Warum ist der Umzug umstritten?

Die Taliban übernahm im August 2021 nach dem NATO -Rückzug die Regierung Afghanistans. Seitdem hat Deutschland keine offiziellen diplomatischen Beziehungen zur Taliban -Regierung gehabt, die es nicht als legitim anerkannte.

Marcel Emmerich, der Sprecher der Innenpolitik der grünen Partei, hat es einen Skandal genannt.

„Die Öffentlichkeit hat das Recht zu wissen, was die Terroristen als Gegenleistung erhalten. DoBrindt macht sich von einer islamistischen Organisation abhängig und verringert die Sicherheit im Land“, sagte er gegenüber dem Tagesspiegel Zeitung.

Mit dem Aufstieg des äußersten Rechts in Deutschland war die Migration ein zentrales Thema in der Wahlkampagne der CSU und der CDU bei den Parlamentswahlen im Februar.

Kanzler Friedrich Merz hat geschworen, die Menschen nach Afghanistan und Syrien zu deportieren und Asyl -Zulassungsprogramme für die ehemaligen örtlichen Mitarbeiter der deutschen Agenturen in Afghanistan auszusetzen.

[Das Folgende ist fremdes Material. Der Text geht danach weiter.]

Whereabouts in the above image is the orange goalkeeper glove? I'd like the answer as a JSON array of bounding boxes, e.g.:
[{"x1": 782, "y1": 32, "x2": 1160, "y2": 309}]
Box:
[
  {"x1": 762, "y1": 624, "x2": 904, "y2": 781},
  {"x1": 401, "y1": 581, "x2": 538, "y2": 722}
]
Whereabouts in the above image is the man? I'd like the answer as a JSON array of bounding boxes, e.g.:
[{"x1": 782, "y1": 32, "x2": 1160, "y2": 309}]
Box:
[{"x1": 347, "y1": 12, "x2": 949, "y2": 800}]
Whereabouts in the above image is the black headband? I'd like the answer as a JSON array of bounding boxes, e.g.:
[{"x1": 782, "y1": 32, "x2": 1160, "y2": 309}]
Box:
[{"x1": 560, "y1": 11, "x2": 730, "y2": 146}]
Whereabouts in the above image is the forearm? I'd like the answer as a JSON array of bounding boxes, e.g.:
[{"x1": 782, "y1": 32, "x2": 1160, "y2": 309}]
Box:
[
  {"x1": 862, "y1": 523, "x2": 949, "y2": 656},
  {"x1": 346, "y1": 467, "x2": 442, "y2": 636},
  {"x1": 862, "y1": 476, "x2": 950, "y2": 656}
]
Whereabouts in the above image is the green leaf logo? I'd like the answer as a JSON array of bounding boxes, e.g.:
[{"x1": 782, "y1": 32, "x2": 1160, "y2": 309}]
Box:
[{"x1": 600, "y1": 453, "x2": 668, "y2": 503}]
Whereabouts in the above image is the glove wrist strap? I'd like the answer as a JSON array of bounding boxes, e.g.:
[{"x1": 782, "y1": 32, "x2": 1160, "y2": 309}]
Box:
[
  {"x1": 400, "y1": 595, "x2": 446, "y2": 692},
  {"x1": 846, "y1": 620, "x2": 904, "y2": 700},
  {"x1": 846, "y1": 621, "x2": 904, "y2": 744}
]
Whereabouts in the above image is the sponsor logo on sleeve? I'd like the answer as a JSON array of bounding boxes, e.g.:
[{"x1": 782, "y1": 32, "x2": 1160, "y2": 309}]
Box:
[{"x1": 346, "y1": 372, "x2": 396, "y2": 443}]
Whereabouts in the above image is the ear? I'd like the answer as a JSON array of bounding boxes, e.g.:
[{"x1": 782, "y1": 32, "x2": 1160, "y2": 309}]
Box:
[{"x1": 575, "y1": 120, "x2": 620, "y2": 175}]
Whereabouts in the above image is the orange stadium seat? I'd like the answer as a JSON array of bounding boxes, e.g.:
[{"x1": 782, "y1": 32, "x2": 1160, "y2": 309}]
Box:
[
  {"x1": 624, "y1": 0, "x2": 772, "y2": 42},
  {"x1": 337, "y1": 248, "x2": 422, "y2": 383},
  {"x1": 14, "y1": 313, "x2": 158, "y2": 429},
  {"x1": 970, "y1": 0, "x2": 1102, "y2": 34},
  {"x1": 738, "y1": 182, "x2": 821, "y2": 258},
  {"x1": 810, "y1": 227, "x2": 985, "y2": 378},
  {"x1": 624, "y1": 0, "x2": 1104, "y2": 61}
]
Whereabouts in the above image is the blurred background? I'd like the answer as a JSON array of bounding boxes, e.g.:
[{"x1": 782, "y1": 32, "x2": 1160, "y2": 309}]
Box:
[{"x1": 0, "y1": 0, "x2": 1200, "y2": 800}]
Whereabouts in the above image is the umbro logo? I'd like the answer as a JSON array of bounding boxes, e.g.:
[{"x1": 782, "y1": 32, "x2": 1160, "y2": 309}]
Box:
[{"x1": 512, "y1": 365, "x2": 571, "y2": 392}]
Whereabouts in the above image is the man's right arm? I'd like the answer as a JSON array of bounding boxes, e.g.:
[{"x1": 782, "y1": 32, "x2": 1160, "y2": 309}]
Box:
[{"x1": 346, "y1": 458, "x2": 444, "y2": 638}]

Heute hält das deutsche Parlament mehr Lesungen des Haushaltsvorschlags 2026.

Wir erwarten auch, dass politische Parteien nach den lokalen Wahlen in Deutschlands bevölkerungsreichsten Staat, North Rhein-Westphalia, Erklärungen abgeben werden.

Außerdem wird der deutsche Bundeskanzler Friedrich Merz nach Jahren der Restaurierungsarbeiten an der Wiedereröffnung einer Synagoge in München teilnehmen.

Wir werden Ihnen Updates und Analysen zu den neuesten Nachrichten aus Deutschland bringen.